Creating Accessible Videos
Videos are a great way to convey information to your students. To provide equal educational access for all, you need to make videos accessible. Like in Word, PowerPoint, and other instructional materials, many of the same practices apply to videos.
- Do not use color to denote meaning.
- Use large enough and clear enough fonts to be legible.
- Color contrast should be at least 7:1.
- In addition to those considerations, videos should have captions or a transcription.
Benefits of using captions
Captions allow a student who is deaf or low hearing to get the full effect of an instructional video and can also benefit other students in different situations, for example:
- English Learners can see the words at the same time they are listening
- In noisy environments, you can read the content
- You can search terms in the caption text
- Reading and listening at the same time increases the depth of learning and improves comprehension( A Rising Tide' at educause.edu )

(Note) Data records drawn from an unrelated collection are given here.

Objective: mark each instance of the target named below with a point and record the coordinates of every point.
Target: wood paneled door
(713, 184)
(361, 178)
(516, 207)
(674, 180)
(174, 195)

- When the audio is not clear, reading the subtitles clarify content
- Students with a learning disability benefit from the closed captions
How do I add captions to my videos?
These are a few ideas on how to add closed captions to your videos:
- A quick way to get started on creating captions is to upload your video to YouTube. You will need to edit the captions for accuracy. Guides on using YouTube for captioning .
- At CSUF, the department of Online Education and Training offers captioning services for videos created by instructors .
- To add captions to videos that have copyright, please contact the Academic Technology Center.
Note: If you are using a copyrighted video, you may need to pay an outside vendor to caption it for you. You cannot upload it to YouTube, nor submit it to OET for captioning.